The claim that a trivial addition of Thread::Queue causes rather trivial operations to run 120x slower should certainly motivate some investigation. My investigation shows that the penalty is very close to 2x slower (rather, 2x more CPU, which translates to 'takes about the same elapsed time'), which seems reasonable based on my in-the-mind's-eye expertise.
And that's with the output redirected to nul so there is no competition for the disk head.

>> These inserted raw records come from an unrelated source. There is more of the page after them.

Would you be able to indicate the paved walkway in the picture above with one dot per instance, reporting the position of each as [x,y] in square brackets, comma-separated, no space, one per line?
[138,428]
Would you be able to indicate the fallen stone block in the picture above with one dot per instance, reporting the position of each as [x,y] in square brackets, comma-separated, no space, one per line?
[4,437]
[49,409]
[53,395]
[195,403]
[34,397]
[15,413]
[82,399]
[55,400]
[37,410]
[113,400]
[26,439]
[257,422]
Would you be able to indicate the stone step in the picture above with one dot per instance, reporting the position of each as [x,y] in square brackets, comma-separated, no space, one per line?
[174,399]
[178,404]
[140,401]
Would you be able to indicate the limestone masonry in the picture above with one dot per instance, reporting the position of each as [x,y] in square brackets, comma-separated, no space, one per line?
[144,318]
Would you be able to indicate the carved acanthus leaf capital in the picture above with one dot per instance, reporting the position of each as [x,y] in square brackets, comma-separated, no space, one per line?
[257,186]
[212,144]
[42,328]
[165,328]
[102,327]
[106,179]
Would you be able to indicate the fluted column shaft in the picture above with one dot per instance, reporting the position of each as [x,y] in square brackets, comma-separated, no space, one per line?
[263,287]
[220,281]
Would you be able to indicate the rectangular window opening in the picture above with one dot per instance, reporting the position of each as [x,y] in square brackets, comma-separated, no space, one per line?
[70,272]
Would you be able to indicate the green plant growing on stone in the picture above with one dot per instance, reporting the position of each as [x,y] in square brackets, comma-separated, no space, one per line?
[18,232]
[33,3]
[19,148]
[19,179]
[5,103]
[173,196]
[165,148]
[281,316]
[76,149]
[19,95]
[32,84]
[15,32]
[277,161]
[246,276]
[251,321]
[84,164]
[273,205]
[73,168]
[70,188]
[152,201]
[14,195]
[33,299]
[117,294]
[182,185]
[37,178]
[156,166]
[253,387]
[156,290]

That seems silly to me. But, more importantly, if you'd not done that, you could've checked your work and found several mistakes, at least one of which likely would drastically change your numbers.
In any case, I didn't redirect to nul so there was all that competition for the disk head (at least in your mind's eye) and yet I see about 2x slow-down not 120x slow-down (or even the 16x..32x slow-down you'll likely see after you fix your stuff).
I don't have time to scale up to 3.5GB which means that one explanation for the off-by-a-factor-of-8x..16x discrepancy might be some extreme non-linear performance of Thread::Queue (in a case where the performance shouldn't be non-linear).
My testing does show some non-linear slow-down of Thead::Queue which can easily be at least partially overcome in this particular case, but the trend doesn't look even close to me getting the 16x over-all slow-down at 3.5GB (assuming the 'pipe' version actually runs at about the same speed as the corrected trivial 'perl -pe' version, which seems likely but I didn't look at the 'pipe' version at all and still spent more time on this than I really should have right now).
So, if I drop the 'g' from 's/a/A/g' like you did, it makes the 'perl -pe' version run about 10x faster for me. If you got the same speed-up, that'd mean it really runs at roughly the same speed as the 'pipe' version (which means you probably used shorter lines than me and got closer to a 5x speed-up).
I doubt I can replicate your problem with Thread::Queue (based on quick tests on three systems) so you should probably investigate that some more.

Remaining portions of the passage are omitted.